Governor of Mongalla Province
- In office January 1906 – January 1908
- Succeeded by: Cecil Stephen Northcote

Governor of Kassala Province
- In office January 1908 – July 1909

Governor of Sennar Province
- In office January 1913 – 5 September 1921

Personal details
- Born: 25 October 1871 Nairn
- Died: 7 January 1961 aged 89 Nairn

Military service
- Unit: Queen's Own Cameron Highlanders; Egyptian Army

= Angus Cameron (colonial administrator) =

British colonial administrator (1871–1961)

Angus Cameron (1871–1961) was a British military officer and colonial administrator, the first governor of Mongalla Province in the south of the Anglo-Egyptian Sudan between 1906 and 1908 and later governor of Kassala and Sennar provinces.

==Early life==

Cameron was born in Nairn on 25 October 1871.
His father was James Angus Cameron, MD, BSc, DL.
He attended school at Darlington, then in February 1891 went to the Royal Military College, Sandhurst, for a year. He gained a commission in the Queen's Own Cameron Highlanders on 18 May 1892, and was promoted Lieutenant in 1893 and Captain in 1896.
In July 1899 Cameron was seconded to the Egyptian army, and as an officer of the IXth Sudanese he fought at the Battle of Gedid. In late November 1899 he was attached to the 9th Sudanese Battalion during the operations leading to the defeat of the Khalifa (mentioned in despatches 25 November 1899).
He was appointed Senior Inspector of Sennar.
Cameron remained in the Egyptian army service and that of the Sudan Government until he retired in 1921.

==Senior officer in Sudan==

In January 1906 Cameron was appointed the first governor of Mongalla Province.
Six members of the Gordon Memorial Sudan Mission arrived at Mongalla on the upper Nile in January 1906.
Angus Cameron did his best to discourage them from settling in the province.
He wanted to avoid friction with the Muslims who had undertaken most of the work of building and servicing the new provincial capital. Cameron suggested that the missionaries move to the Bor region instead.

In January 1908 Cameron became Governor of Kassala Province. He was appointed a Major in March 1909, and in July 1909 was seconded for service with the Sudan Government. In January 1913 he was appointed Governor of Sennar Province.
He was described as "a rather peppery little Major".

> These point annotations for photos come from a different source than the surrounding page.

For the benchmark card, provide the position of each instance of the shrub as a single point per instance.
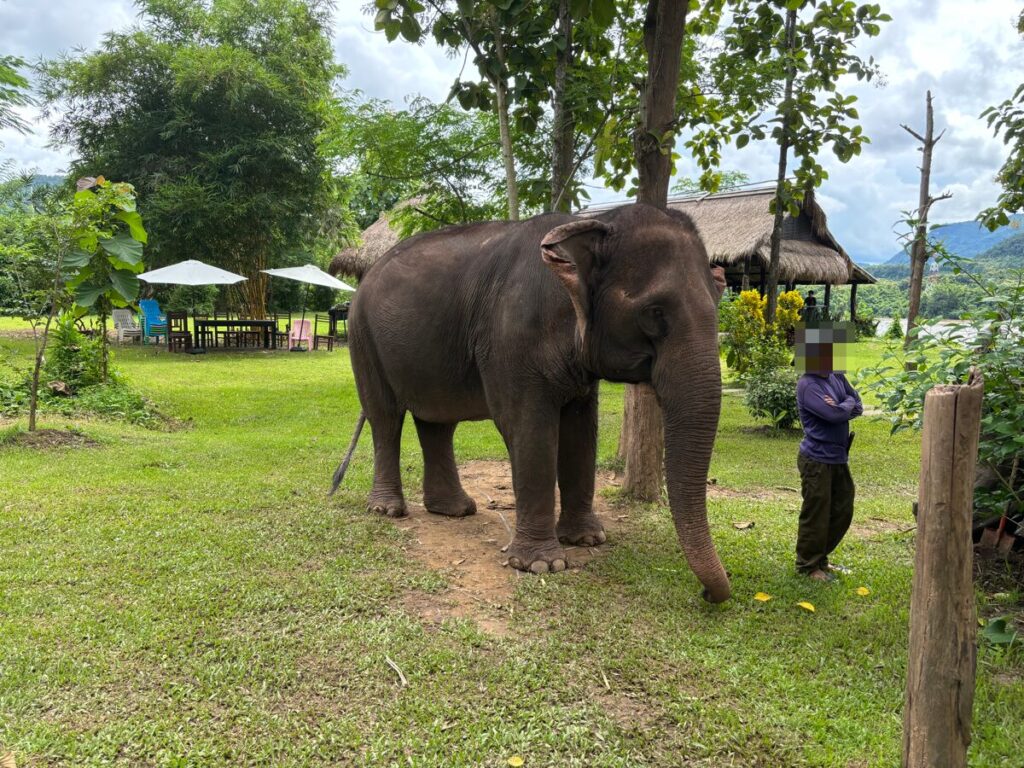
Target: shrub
(753, 343)
(990, 340)
(865, 326)
(895, 331)
(73, 358)
(771, 394)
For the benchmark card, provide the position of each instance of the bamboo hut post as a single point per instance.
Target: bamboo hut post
(941, 659)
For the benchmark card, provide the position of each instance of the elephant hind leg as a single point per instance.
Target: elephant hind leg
(442, 492)
(577, 464)
(386, 497)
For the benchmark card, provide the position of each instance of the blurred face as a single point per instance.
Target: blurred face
(821, 347)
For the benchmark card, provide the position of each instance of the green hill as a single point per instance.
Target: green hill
(1007, 255)
(968, 239)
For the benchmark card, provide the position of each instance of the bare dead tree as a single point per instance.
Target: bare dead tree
(919, 249)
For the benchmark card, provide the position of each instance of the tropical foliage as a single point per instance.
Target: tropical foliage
(990, 340)
(214, 112)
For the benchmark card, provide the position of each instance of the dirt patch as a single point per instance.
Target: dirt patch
(469, 550)
(45, 439)
(767, 430)
(870, 527)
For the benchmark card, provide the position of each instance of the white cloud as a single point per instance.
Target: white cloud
(967, 52)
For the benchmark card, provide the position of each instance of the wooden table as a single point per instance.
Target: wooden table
(266, 327)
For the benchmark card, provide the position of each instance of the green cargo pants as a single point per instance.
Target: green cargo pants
(826, 513)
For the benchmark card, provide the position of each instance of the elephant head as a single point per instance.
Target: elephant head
(646, 305)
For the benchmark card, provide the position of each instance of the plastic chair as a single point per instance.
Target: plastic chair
(324, 332)
(154, 321)
(125, 326)
(299, 333)
(178, 336)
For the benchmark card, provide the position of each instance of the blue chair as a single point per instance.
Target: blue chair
(154, 321)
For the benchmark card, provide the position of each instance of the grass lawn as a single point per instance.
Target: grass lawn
(190, 597)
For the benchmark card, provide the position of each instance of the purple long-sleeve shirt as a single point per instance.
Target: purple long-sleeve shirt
(826, 428)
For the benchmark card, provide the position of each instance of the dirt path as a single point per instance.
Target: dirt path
(468, 550)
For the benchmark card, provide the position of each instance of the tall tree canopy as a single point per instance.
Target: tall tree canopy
(546, 69)
(1008, 119)
(213, 110)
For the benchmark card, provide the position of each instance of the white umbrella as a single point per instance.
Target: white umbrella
(311, 275)
(192, 272)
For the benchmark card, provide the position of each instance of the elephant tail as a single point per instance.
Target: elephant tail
(339, 473)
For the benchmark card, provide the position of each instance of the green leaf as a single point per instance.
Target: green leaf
(125, 283)
(134, 221)
(124, 247)
(77, 258)
(604, 12)
(87, 293)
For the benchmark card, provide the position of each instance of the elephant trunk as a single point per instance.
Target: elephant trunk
(689, 388)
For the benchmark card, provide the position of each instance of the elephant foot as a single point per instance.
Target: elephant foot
(458, 506)
(537, 557)
(388, 506)
(583, 530)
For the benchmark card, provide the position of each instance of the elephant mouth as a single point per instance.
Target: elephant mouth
(640, 373)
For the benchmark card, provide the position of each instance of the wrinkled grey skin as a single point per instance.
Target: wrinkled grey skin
(516, 322)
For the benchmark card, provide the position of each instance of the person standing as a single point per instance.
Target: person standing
(827, 402)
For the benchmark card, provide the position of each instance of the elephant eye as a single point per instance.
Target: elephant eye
(652, 322)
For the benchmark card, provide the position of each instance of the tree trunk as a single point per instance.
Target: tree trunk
(665, 27)
(501, 104)
(774, 262)
(104, 357)
(941, 659)
(41, 345)
(919, 251)
(563, 124)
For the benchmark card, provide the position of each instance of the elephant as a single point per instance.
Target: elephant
(516, 322)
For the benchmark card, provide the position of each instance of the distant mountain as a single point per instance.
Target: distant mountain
(47, 180)
(1007, 255)
(967, 239)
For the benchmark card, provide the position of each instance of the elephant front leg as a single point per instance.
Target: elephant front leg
(532, 444)
(577, 466)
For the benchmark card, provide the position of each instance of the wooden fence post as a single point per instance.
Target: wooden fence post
(942, 655)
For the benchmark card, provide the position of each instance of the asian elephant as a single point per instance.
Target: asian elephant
(516, 322)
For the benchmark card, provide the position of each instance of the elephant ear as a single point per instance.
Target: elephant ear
(569, 251)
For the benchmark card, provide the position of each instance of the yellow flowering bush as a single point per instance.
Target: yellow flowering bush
(750, 340)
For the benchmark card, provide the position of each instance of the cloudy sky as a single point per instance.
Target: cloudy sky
(966, 51)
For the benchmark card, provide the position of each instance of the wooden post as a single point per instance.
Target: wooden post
(941, 660)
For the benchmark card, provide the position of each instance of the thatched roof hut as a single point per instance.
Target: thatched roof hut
(377, 240)
(736, 229)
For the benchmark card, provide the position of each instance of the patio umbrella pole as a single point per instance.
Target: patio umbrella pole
(196, 348)
(298, 347)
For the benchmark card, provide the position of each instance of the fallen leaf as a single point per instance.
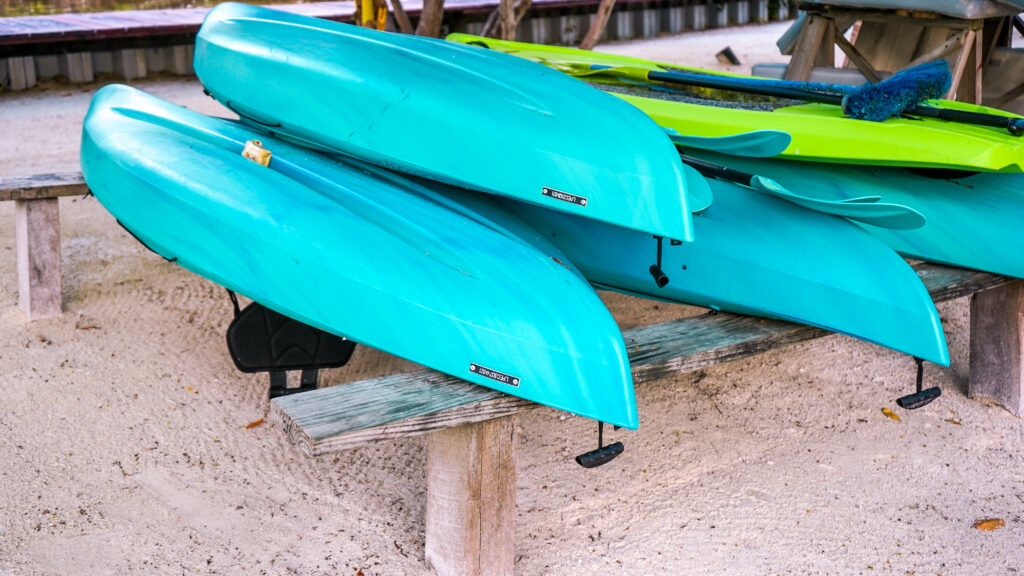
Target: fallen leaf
(85, 323)
(989, 524)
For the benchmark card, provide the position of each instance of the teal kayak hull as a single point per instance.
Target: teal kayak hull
(972, 221)
(446, 112)
(763, 256)
(358, 252)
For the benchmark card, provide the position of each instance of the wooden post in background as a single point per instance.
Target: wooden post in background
(430, 18)
(997, 345)
(471, 498)
(37, 242)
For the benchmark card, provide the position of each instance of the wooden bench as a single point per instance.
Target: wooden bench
(37, 238)
(131, 44)
(471, 445)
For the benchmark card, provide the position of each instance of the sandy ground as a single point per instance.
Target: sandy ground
(123, 429)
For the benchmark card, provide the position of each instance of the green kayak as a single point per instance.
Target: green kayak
(820, 132)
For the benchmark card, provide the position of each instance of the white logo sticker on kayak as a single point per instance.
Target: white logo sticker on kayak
(494, 375)
(564, 196)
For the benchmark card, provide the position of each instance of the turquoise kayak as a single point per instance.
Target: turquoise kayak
(358, 252)
(764, 256)
(971, 220)
(454, 114)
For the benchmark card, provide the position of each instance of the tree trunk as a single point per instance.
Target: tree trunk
(597, 29)
(430, 18)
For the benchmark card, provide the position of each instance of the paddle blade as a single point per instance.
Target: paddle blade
(899, 93)
(698, 194)
(894, 216)
(757, 144)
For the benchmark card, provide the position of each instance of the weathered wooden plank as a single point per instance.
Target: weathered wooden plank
(130, 64)
(77, 67)
(37, 244)
(416, 403)
(20, 73)
(471, 499)
(43, 186)
(997, 345)
(857, 58)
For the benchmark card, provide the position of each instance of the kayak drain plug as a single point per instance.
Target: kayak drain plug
(922, 397)
(655, 270)
(603, 454)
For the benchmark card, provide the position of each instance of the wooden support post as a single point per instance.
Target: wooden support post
(962, 64)
(997, 345)
(597, 27)
(471, 498)
(37, 239)
(404, 26)
(77, 67)
(808, 47)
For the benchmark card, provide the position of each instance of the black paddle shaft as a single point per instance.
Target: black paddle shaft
(1013, 125)
(717, 170)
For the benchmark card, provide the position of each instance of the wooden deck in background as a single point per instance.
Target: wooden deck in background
(90, 27)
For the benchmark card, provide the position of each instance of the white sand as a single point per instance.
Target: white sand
(122, 429)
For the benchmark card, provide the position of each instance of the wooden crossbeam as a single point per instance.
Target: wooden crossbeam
(37, 238)
(416, 403)
(43, 186)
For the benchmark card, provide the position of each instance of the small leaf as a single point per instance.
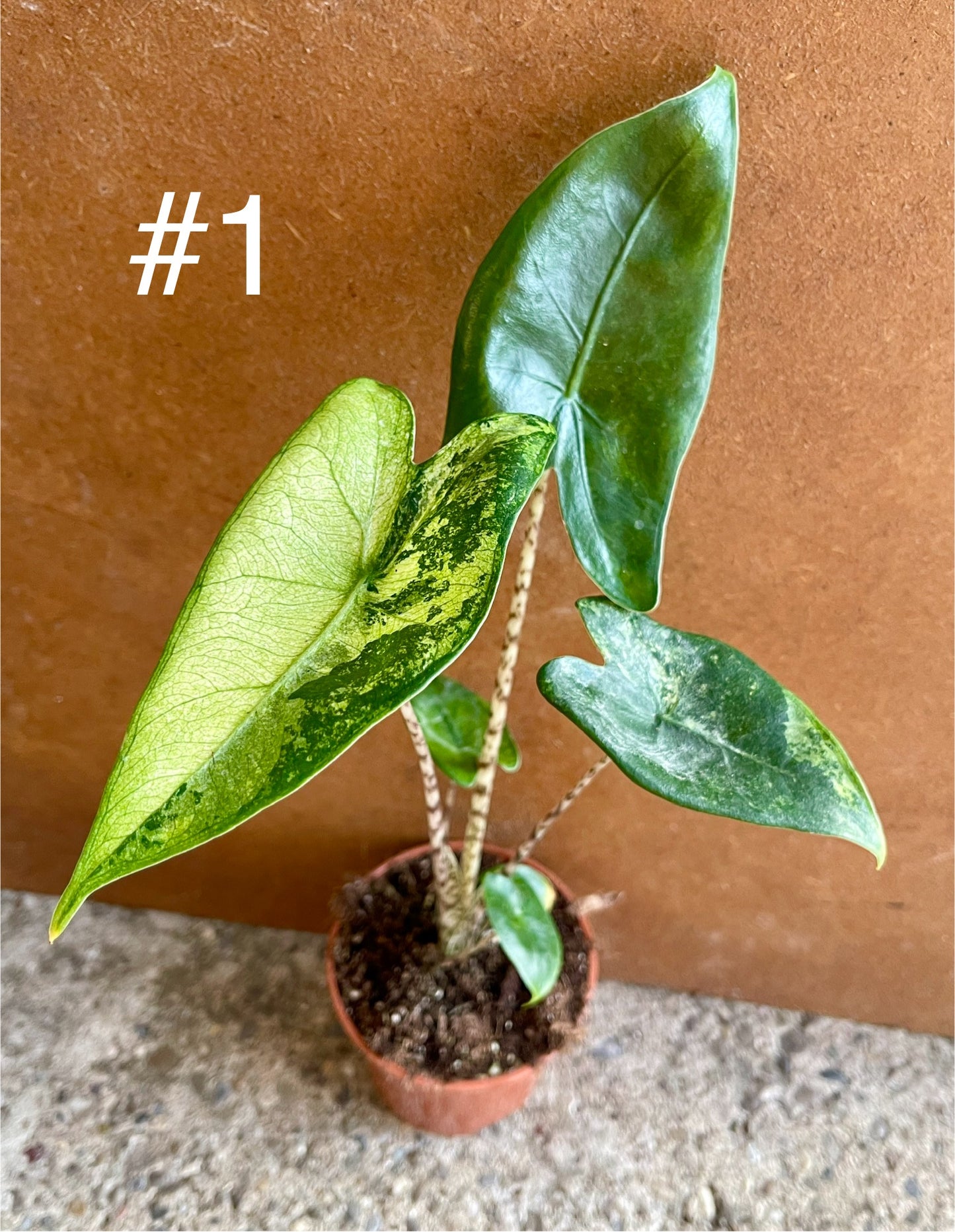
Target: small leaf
(454, 721)
(597, 310)
(346, 578)
(525, 929)
(699, 723)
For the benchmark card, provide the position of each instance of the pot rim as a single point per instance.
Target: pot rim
(391, 1068)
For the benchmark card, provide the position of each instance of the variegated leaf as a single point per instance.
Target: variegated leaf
(344, 582)
(699, 723)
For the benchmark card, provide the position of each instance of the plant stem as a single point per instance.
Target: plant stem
(477, 821)
(541, 828)
(444, 867)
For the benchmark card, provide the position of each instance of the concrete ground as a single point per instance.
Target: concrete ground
(165, 1072)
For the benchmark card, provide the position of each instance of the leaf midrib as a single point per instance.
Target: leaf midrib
(609, 283)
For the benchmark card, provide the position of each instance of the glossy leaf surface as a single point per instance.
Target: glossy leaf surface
(597, 310)
(454, 721)
(346, 578)
(699, 723)
(525, 928)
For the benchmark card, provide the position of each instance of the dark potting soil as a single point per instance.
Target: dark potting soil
(457, 1018)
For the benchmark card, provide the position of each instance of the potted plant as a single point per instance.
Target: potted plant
(349, 578)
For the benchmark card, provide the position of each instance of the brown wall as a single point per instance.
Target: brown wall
(390, 142)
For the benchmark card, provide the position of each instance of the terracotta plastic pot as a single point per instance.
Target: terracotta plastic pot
(463, 1105)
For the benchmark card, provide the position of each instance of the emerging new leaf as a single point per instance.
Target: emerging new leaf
(520, 914)
(346, 579)
(454, 721)
(699, 723)
(597, 310)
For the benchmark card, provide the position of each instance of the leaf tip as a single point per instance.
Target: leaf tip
(63, 913)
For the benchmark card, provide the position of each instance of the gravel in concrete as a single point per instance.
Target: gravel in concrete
(165, 1072)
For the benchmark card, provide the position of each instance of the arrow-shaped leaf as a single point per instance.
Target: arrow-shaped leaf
(699, 723)
(346, 579)
(454, 721)
(597, 310)
(524, 925)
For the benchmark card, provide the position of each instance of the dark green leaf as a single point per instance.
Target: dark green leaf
(346, 579)
(454, 721)
(525, 929)
(597, 310)
(537, 883)
(699, 723)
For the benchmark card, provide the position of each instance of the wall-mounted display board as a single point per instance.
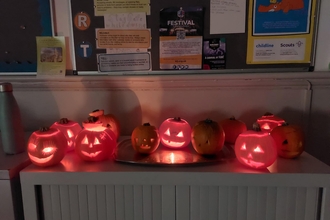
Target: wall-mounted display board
(157, 37)
(20, 22)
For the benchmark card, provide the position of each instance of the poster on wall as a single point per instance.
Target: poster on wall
(181, 38)
(280, 31)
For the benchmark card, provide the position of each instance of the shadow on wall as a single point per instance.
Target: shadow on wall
(318, 137)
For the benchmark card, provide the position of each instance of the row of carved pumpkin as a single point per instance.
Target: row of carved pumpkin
(95, 142)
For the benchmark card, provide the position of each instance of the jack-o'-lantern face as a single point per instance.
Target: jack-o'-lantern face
(145, 139)
(255, 149)
(70, 129)
(269, 121)
(95, 143)
(46, 147)
(175, 133)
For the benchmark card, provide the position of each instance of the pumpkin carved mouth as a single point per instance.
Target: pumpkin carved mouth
(41, 160)
(173, 143)
(90, 154)
(253, 163)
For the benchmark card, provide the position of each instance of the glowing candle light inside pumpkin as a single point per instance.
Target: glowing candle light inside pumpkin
(70, 129)
(255, 148)
(175, 133)
(95, 142)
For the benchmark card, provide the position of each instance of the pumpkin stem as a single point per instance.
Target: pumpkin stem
(92, 119)
(208, 120)
(43, 129)
(256, 127)
(63, 121)
(177, 119)
(268, 114)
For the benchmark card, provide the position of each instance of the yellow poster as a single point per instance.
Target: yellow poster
(51, 56)
(280, 31)
(103, 7)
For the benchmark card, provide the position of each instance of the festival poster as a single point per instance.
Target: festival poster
(280, 31)
(181, 38)
(214, 53)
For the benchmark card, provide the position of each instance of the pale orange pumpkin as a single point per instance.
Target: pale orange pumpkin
(46, 147)
(255, 148)
(207, 137)
(175, 133)
(108, 120)
(145, 139)
(232, 128)
(289, 139)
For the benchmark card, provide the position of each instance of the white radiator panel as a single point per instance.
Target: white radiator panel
(169, 202)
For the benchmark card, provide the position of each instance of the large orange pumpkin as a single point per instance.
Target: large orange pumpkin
(145, 139)
(289, 139)
(207, 137)
(255, 148)
(95, 142)
(46, 147)
(232, 128)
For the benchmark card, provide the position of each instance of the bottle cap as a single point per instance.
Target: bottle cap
(6, 87)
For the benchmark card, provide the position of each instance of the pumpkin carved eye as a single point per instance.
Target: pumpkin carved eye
(258, 149)
(85, 140)
(96, 141)
(70, 133)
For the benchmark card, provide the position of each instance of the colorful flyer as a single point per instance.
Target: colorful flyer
(51, 56)
(181, 38)
(214, 53)
(280, 31)
(103, 7)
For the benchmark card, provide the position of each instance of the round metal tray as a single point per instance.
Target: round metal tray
(168, 156)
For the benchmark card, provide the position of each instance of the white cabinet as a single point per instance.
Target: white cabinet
(289, 189)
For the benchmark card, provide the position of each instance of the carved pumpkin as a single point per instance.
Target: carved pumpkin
(232, 128)
(95, 142)
(269, 121)
(108, 120)
(46, 147)
(255, 148)
(145, 139)
(207, 137)
(70, 129)
(289, 139)
(175, 133)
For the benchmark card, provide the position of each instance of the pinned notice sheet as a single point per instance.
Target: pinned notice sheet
(227, 16)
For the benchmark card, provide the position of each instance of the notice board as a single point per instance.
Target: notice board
(20, 23)
(156, 36)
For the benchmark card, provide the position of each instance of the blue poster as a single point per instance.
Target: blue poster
(281, 17)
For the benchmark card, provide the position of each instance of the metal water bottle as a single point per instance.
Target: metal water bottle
(11, 128)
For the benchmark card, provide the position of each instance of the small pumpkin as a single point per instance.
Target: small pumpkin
(70, 129)
(108, 120)
(46, 147)
(255, 148)
(145, 139)
(95, 142)
(289, 139)
(232, 128)
(175, 133)
(207, 137)
(269, 121)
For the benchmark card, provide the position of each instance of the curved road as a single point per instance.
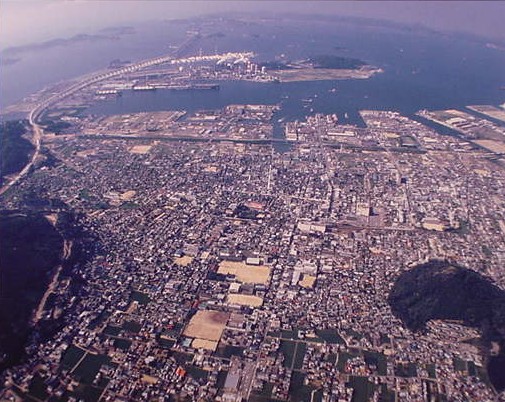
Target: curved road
(37, 136)
(96, 78)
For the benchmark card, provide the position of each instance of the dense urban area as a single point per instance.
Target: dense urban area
(225, 263)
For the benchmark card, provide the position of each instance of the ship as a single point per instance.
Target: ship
(144, 88)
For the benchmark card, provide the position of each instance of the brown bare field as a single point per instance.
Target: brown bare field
(207, 324)
(183, 261)
(149, 379)
(140, 149)
(127, 195)
(245, 273)
(204, 344)
(307, 281)
(494, 146)
(245, 300)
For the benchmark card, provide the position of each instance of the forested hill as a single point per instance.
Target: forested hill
(14, 149)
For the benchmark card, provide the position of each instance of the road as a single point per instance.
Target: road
(37, 140)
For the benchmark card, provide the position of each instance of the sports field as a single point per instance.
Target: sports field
(207, 324)
(259, 274)
(245, 300)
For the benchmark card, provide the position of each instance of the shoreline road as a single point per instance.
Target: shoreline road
(37, 139)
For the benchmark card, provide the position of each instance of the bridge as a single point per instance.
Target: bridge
(99, 77)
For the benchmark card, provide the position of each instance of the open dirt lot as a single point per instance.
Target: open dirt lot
(204, 344)
(207, 324)
(140, 149)
(183, 261)
(245, 300)
(245, 273)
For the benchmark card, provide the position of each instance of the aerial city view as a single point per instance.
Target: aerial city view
(252, 201)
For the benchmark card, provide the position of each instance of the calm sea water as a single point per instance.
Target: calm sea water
(422, 69)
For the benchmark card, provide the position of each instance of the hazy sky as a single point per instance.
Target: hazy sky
(27, 21)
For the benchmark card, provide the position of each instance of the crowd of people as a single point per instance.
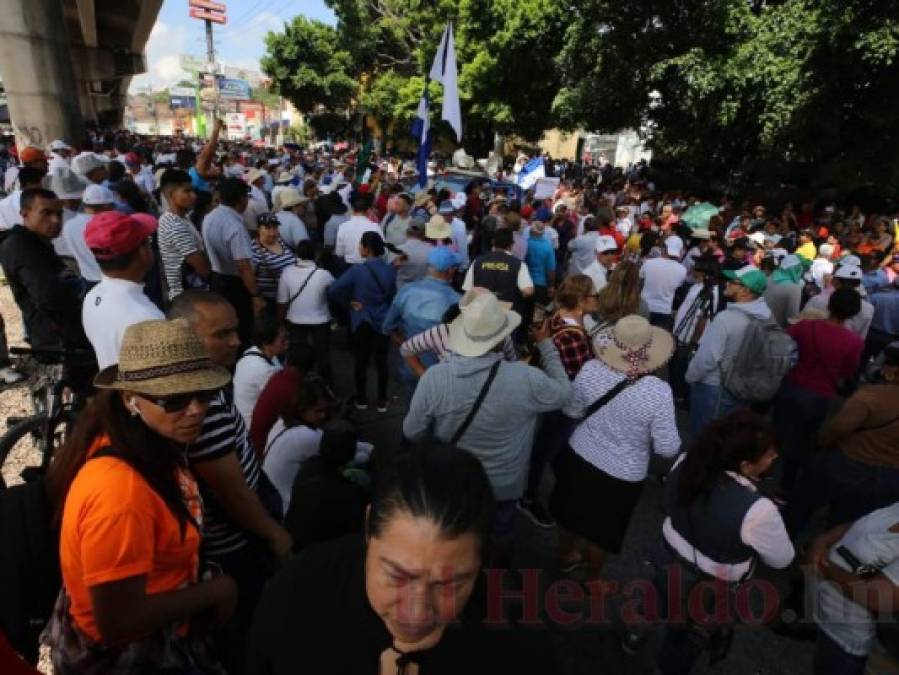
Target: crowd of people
(218, 512)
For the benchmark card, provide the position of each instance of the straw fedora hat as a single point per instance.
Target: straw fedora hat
(162, 358)
(437, 228)
(634, 347)
(482, 324)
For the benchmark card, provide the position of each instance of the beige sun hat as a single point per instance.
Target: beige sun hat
(437, 228)
(162, 358)
(634, 347)
(482, 324)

Cameron served with the Egyptian Expeditionary Force in the Western Desert during World War I, and was promoted to Lieutenant-Colonel in June 1919.
In December 1919, as governor of Sennar province, he granted a petition from six Ta'isha shaykhs to return to Darfur, from where they had moved during the reign of the Kalifa.
Between December 1919 and April 1920 he was involved in operations to subdue the Garjak Nuer tribe in the Upper Nile. They had raided their neighbours, the Burun in December 1919.

==Later life==

Cameron received the Order of the Medijidie, 3rd class, on 10 December 1907 and the Order of the Nile, second class, on 28 March 1919. He retired on 5 September 1921 and returned to Nairn.
On 12 September 1923 he married Florence Muriel Allanby, who was born about 1883.
When his father died in November 1924, Angus Cameron inherited the family house of Firhall
He died on 7 January 1961 at the age of 89.